US Election - The Economic Perspective
Predicting the outcome of popular votes is becoming increasingly difficult it seems. A majority of pundits and pollsters have forecasted that Donald Trump will not win the Republican nomination, that the 2015 British parliamentary election would yield a close result and that Brexit wouldn’t pass – all of which turned out to be wrong, of course. Nate Silver, who successfully called the outcomes in 49 of 50 states in the 2008 US Presidential election, and 50 out of 50 in the 2012 one, currently gives Hillary Clinton an 85 per cent chance of winning. Note that the popular vote is predicted to be much closer (Clinton 49 per cent vs Trump 43 per cent), but the chance of Clinton winning, by any margin, appears at the time of this writing to be quite significant.
However, knowing that any election (and this one in particular) can yield a surprise, and that a 15 per cent probability is still statistically significant, it is our responsibility to take an impartial look at the economic and portfolio implications of both outcomes.
Doing so is a necessary but perilous exercise for several reasons. For once, candidates rarely keep their election promises, so using their program as a starting point has its shortcomings. Furthermore, predicting the long-term economic outcomes of policy changes is another imprecise “science” that specialists tend to get wrong as often as right.
Luckily for us, in this particular instance, there’s much to be learnt from the broad strokes of each candidate’s plan, the positions that define them and on which they have (so far) not wavered.
The Clinton and Trump economic policies
For the sake of simplicity, let’s define Clinton as the “continuation” candidate, who is most likely to pursue policies in line with those of the Obama administration and those that preceded it. On the other hand, Trump’s signature economic policy seems to be his willingness to impose tariffs on low-cost producers like Mexico and China, thereby reversing decades of progresses towards freer global trade.
Let’s take a step back and acknowledge the existence of two economic models: the “Western” one, notionally based on free market economics, and the “North Asian” one. The latter has been used to various degrees and at various times in countries such as Japan, China, South Korea, Taiwan, Thailand and Vietnam. It is characterised by a planned economy where the primary objective is full employment rather than profit maximisation.
That is a seemingly small, but very important difference. If the government’s primary goal is to give a job to the vast majority of the working age population, it needs to produce a lot of “stuff” to keep all these people employed. Therefore, it also needs to sell all of this “stuff”, no matter the price.

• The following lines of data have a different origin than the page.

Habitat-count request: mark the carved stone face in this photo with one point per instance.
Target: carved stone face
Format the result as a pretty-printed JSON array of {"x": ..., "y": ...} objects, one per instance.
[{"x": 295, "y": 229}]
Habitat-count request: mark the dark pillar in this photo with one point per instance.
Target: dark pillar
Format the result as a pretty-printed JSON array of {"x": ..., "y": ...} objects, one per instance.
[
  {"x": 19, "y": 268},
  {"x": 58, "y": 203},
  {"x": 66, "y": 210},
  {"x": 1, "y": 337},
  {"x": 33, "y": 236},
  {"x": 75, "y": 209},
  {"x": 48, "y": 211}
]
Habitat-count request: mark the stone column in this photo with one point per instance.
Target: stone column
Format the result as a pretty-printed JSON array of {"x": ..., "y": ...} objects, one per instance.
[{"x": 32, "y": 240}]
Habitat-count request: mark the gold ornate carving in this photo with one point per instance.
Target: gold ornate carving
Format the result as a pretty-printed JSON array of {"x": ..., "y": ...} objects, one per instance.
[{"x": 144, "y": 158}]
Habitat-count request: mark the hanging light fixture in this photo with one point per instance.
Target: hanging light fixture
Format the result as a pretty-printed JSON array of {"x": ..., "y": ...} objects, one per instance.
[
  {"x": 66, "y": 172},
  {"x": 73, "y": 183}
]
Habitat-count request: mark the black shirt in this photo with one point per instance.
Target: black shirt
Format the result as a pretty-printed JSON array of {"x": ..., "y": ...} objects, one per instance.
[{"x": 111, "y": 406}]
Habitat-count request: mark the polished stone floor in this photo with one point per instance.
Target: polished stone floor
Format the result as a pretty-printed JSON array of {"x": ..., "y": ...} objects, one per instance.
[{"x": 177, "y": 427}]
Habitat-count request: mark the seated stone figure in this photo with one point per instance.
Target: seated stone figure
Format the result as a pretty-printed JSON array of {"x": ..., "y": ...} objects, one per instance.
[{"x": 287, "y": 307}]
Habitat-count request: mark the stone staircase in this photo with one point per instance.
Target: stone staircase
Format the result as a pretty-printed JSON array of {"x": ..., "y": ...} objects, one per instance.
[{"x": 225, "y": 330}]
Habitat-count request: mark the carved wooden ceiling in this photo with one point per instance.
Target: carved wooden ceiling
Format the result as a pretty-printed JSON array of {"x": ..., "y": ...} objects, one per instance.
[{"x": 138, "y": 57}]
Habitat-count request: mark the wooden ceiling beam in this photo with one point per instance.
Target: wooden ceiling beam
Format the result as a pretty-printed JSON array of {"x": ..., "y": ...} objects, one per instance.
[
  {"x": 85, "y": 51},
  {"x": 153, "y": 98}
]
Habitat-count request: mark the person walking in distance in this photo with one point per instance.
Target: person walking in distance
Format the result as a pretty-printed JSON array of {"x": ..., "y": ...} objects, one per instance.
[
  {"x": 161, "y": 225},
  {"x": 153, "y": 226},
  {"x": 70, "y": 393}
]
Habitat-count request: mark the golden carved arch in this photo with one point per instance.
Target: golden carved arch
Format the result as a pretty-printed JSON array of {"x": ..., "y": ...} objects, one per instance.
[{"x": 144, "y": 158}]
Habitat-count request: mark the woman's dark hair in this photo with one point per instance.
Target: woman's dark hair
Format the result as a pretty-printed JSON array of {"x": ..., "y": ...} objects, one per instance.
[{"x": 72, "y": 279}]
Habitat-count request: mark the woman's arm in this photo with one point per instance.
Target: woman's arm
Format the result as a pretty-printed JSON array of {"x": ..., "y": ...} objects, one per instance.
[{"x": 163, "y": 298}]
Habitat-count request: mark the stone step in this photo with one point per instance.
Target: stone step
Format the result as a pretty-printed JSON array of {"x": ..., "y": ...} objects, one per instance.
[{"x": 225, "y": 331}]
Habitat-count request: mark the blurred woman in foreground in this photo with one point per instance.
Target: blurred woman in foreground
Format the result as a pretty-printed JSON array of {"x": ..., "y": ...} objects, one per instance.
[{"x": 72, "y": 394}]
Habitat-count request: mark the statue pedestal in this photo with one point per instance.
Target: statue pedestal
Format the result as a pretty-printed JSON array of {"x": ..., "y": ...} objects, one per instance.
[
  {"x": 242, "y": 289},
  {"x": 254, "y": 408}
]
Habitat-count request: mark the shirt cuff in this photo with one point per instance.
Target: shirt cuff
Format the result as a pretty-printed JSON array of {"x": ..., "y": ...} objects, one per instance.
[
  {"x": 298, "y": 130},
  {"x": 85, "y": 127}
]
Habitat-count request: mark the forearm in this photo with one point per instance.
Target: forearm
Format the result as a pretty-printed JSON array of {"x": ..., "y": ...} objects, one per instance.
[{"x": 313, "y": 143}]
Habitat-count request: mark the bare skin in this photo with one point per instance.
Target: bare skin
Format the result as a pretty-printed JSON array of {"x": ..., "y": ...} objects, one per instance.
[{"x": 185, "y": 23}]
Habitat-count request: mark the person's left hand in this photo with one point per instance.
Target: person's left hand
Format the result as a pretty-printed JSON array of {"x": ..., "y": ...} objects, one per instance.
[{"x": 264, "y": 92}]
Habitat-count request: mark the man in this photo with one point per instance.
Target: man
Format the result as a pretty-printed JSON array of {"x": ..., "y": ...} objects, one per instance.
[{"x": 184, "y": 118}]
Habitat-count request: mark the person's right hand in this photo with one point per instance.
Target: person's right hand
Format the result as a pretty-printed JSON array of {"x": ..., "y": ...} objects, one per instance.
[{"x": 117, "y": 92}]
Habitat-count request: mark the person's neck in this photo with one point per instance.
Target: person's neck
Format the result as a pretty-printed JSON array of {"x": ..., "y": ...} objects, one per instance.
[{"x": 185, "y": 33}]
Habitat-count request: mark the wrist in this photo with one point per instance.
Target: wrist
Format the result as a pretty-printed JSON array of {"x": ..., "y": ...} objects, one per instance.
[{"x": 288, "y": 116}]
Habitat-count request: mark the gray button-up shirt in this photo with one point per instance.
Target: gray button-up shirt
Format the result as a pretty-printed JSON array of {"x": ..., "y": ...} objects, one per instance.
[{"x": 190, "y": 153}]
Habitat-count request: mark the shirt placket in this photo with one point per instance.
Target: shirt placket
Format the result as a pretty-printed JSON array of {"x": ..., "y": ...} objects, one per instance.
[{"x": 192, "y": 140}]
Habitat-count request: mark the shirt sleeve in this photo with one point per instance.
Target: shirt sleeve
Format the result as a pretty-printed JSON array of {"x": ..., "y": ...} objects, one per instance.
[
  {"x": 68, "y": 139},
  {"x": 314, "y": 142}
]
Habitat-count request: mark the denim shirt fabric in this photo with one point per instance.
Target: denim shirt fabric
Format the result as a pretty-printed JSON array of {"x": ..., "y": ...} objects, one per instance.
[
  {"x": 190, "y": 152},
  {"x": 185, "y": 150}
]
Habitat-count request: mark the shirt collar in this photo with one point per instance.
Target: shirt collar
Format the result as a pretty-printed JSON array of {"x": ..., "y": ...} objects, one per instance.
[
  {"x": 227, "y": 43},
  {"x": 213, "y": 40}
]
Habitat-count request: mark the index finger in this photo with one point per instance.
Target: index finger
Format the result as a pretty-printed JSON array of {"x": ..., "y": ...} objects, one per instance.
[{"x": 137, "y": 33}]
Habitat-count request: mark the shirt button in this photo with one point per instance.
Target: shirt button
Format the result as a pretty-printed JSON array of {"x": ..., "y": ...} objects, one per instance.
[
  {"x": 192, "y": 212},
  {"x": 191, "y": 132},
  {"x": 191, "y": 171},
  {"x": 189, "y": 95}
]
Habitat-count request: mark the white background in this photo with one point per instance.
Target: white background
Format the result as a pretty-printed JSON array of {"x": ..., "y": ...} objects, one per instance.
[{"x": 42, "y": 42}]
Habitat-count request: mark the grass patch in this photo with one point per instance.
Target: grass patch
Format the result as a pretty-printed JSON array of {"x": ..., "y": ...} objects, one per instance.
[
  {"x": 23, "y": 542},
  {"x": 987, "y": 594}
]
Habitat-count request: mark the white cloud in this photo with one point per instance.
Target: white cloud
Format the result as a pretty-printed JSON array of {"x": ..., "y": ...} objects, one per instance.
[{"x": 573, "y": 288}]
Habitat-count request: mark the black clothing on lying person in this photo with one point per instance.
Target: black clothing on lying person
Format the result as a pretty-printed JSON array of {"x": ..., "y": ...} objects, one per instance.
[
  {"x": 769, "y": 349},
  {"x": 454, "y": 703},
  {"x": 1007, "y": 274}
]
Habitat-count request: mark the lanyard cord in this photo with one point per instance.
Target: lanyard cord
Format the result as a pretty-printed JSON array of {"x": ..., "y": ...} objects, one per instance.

The North Asian economic model therefore tends to produce goods at uneconomic prices, with which freer market economies can’t compete. How they are able to achieve this could be the subject of an entire separate article, but suffice is to say that reliance on cheap and plentiful credit (often from the very same developed markets which buy their products) is a necessary component.
Starting in the 1990s, North Asian economies have gradually integrated themselves in the international trade system, which has logically led to them gaining market share in manufactured products away from Western-styled economies. This story should now begin to sound familiar and its link to the US election more obvious.
Blue-collar workers have gradually lost their jobs and their earning potential has diminished, turning a middle-class into a population of disaffected voters. Like other populist politicians in Europe before him, Trump has tapped into this anger. Whether opportunistically or accidentally, he has accurately identified the origin of their problems and is offering to reverse them.
What would be the immediate effect of tariffs on Chinese goods? Among other things, it would increase the goods’ prices, leading to a rise in inflation. And this is where the problems start, because financial markets are by and large priced for a “lower-for-longer” scenario, that is, lower growth and lower inflation. Interest rates are low, sovereign bond prices are high, equity markets trade on elevated valuations, long duration assets (such as properties and infrastructure) are prised, all based on a low inflation scenario which Trump’s election could overturn.
Now let’s focus on investment implications. You’ve probably heard us say that as a long-term investor, you should focus on the long-term return potential of your investments and disregard shorter-term disruptions as much as possible.
An inflation surprise should not be overlooked as market “noise”, but the US election certainly is. In other words, the imbalance that exists between North Asian and Western economies is structural, and will have to be resolved at some point in time, one way or another.
Trump’s election may or may not be the trigger, but the possibility of an inflation surprise exists regardless, and could just as conceivably occur under a Clinton administration. The powers of American presidents are actually quite constrained and they are victims rather than shapers of economic forces.
We’ve started accounting for the possibility of an unexpected rise in inflation over a year ago by reducing exposure to sovereign debt and properties in most of our diversified portfolios.
As always, we continue to monitor these long-term factors and may make further changes if required, but that is unlikely to occur as a result of the November election, regardless of how much markets over-react in the short term.
“In preparing in this article we have not taken into account any particular persons objectives, financial situation or needs. Investors should, before acting on this information, consider the appropriateness of this information having regard to their personal objectives, financial situation or needs. We recommend investors obtain financial advice specific to their situation before making any financial investment or insurance decision.”